Ivey to call special session on prison construction

September 17, 2021 GMT

MONTGOMERY, Ala. (AP) — Alabama Gov. Kay Ivey is calling lawmakers into special session later this month to vote on a prison construction plan that would use part of the state’s virus relief funds to jumpstart the building of three new lock-ups.

In a letter to lawmakers announcing the special session, Ivey painted the construction project as a partial solution to the state’s longstanding prison woes — that have included a Department of Justice lawsuit over violence and a separate federal court order to improve mental health treatment behind bars.

“We face an urgent need to address Alabama‘s long-standing prison infrastructure challenges,” Ivey wrote to lawmakers. “Failure to timely resolve these issues outlined in federal lawsuits could result in detrimental consequences for our state. Achieving an Alabama solution to these problems — rather than a federal court-ordered solution — is paramount.”


While proponents said the construction would be a partial solution to the state’s long-standing prison problems, one lawmaker said it would put “old problems in new buildings” unless the state made additional reforms.

“Just building prisons without engaging in some sort of comprehensive criminal justice reform is the definition of kicking the can down the road,” Rep. Chris England, D-Tuscaloosa, said. On the use of federal virus funds on the project, England said there are “obviously better uses of the money.”

Ivey said the special session would begin Sept. 27

The proposal calls for three new prisons — at least a 4,000-bed prison in Elmore County with enhanced space for medical and mental health care needs; another at least 4,000-bed prison in Escambia County; and a women’s prison — as well as renovations to existing facilities. The projects would be done in phases and partly funded with $400 million from the state’s $2.2 billion share of American Rescue Plan funds, a key lawmaker who drafted the proposal said.

“Right now, it looks like we’ve got the votes, but you never know until you get into session,” said Republican Rep. Steve Clouse, who is sponsoring the legislation.

Clouse said construction is a “piece of the puzzle” in fixing the prison system and said this could be a defining moment for lawmakers.

Tapping some of the state’s virus relief funds will enable the state to get started immediately with cash instead of waiting for a bond issue, Clouse said.

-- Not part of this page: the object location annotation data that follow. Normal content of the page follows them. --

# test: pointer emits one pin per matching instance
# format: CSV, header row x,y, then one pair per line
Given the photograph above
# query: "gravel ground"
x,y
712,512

“The stakes are high – without taking action on this issue, the federal government could take control of our prison system at a high cost to Alabama taxpayers, and could even result in the forced release of prisoners. It’s time to finally resolve this issue for the people of Alabama,” Senate President Pro Tempore Greg Reed said in a statement.

The U.S. Department of Justice has sued Alabama over conditions in the state’s prisons, saying it is failing to protect male inmates from inmate-on-inmate violence and excessive force at the hands of prison staff. The American Civil Liberties Union of Alabama said the Justice Department is concerned about more than just buildings.

“Buildings alone will NOT address the DOJ concerns. We need real leaders who will,” the ACLU of Alabama wrote in a tweet.